Alan Mulally, president and CEO of Ford, pledged yesterday to form an alliance with the Edison Electric Institute to work on plug-in cars. Speaking at EEI’s annual convention in San Francisco on Thursday, Mulallly outlined his company’s path toward high fuel-efficiency, which included—but by no means was limited to—electric vehicle technology.
Mulally said improving the current internal combustion engine through technologies such as turbocharging and direct injection—the core of the Ford “EcoBoost” program—is Ford’s top priority. Beyond that, Ford will pursue smaller vehicles, such as the upcoming Fiesta, as well as lightweight materials and transmission improvements. Mulally said that, contrary to conventional wisdom, “the US does appreciate smaller vehicles,” citing the success foreign automakers have had bringing in small, high-quality vehicles. Ford’s diminutive Ka, though popular in Europe, “might be too small for here, but we can have it here right away” if the market shifts.
Ford will utilize $5.9 billion in low-interest government loans, awarded earlier this week, to pursue its “improvement” strategies.

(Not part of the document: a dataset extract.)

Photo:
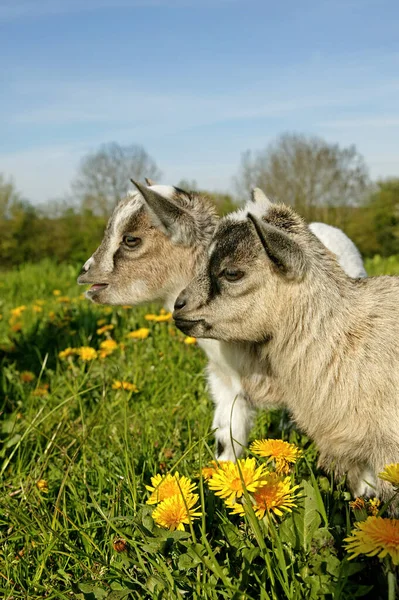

Moving down what Mulally called his “road map,” Ford will pursue alternative fuels and hybrids—exemplified by the E85-compatible plug-in hybrid Escape on display in San Francisco. “Our technology is such that we’re on our second, third, fourth generation of hybrid vehicles,” said Mulally. “Progress on battery technology is encouraging us that these technology advances will continue.”
Finally, Mulally said that the company is pursuing pure battery electric vehicles, which Ford will introduce starting with the Transit Connect small van next year, followed in 2011 by the Ford Focus EV. The Focus EV will be built in the same plant as the gas version, a facility converted from its former duty producing SUVs.
Hydrogen-powered fuel cell vehicles come further in the future, Mulally said. He reinforced his company’s ongoing commitment to hydrogen technology, despite the fact that US Secretary of Energy Steven Chu, who spoke right after Mulally, recently cut funding for fuel cell and hydrogen research. Mulally acknowledged that the “decreased federal investment pushes out the timeframe for commercialization” of fuel cell vehicles.
Mulally did not mention diesel technology in his list of technologies, but he was pressed on the subject in follow-up questions from the audience. He called new diesels “phenomenal” and said, “We will continue to improve them.” But he added that he doesn’t see sufficient market demand for them now.
Chu announced on Thursday $3.9 billion in federal funding for a “smart grid” to more efficiently distribute electricity—and to reduce peak loads while still supplying power for plug-in cars expected in the next few years. Funding for upgrading the grid will also be used to improve power lines and two-way transmission so plug-in cars can feed energy back into the grid. He commented that “nothing had been moving (in this area) at the Department of Energy” even though the money had been allocated for this purpose in 2007.